Leading companies that are getting the most out of their data are not focusing on queries and data lakes; they are actively integrating analytics into their operations. Jack Norris reviews three customer case studies in ad/media, financial services, and healthcare to show how a focus on real-time data streams can transform the development, deployment, and future agility of applications.
FINRA ingests over 50 billion records of stock market trading data daily into multipetabyte databases. Janaki Parameswaran and Kishore Ramachandran explain how FINRA technology integrates data feeds from disparate systems to provide analytics and visuals for regulating equities, options, and fixed-income markets.
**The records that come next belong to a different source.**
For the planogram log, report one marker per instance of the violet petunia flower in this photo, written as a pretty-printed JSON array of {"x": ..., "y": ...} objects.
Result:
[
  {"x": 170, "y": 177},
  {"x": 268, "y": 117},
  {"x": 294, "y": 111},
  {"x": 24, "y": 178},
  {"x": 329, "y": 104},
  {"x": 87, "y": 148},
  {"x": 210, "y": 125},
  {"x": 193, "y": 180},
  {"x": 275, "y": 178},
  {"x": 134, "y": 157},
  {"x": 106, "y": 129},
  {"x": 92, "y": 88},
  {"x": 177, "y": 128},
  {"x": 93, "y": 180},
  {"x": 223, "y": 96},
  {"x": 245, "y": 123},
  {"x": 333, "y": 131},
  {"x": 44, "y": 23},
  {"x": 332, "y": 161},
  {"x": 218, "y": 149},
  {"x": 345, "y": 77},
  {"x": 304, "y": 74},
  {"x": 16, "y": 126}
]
Through collaboration with some of the top payments companies around the world, Intel has developed an end-to-end solution for building fraud detection applications. Yuhao Yang explains how Intel used and extended Spark DataFrames and ML Pipelines to build the tool chain for financial fraud detection and shares the lessons learned during development.
Offshore leaks, Lux leaks, Swiss leaks, Bahamas leaks, and the Panama Papers—all have one thing in common: they were all uncovered by the International Consortium of Investigative Journalists. Giannina Segnini and Mar Cabra explain how this global network of muckrakers uses technology to deal with big data and find cross-border stories that have worldwide impact.
We're headed toward a decentralized economy, where our finances are managed by investment algorithms, big data analytics, IoT-linked devices, and crowdfunding marketplaces. But its potential won't be realized until we overcome a core obstacle: trust. Michael Casey explains why blockchain technology, with its decentralized trust architecture, is the platform that makes everything else possible.
Finance is information. From analyzing risk and detecting fraud to predicting payments and improving customer experience, data technologies are transforming the financial industry. And we're diving deep into this change with a new day of data-meets-finance talks, tailored for Strata + Hadoop World events in the world's financial hubs.
Bas Geerdink offers an overview of the evolution that the Hadoop ecosystem has taken at ING. Since 2013, ING has invested heavily in a central data lake and data management practice. Bas shares historical lessons and best practices for enterprises that are incorporating Hadoop into their infrastructure landscape.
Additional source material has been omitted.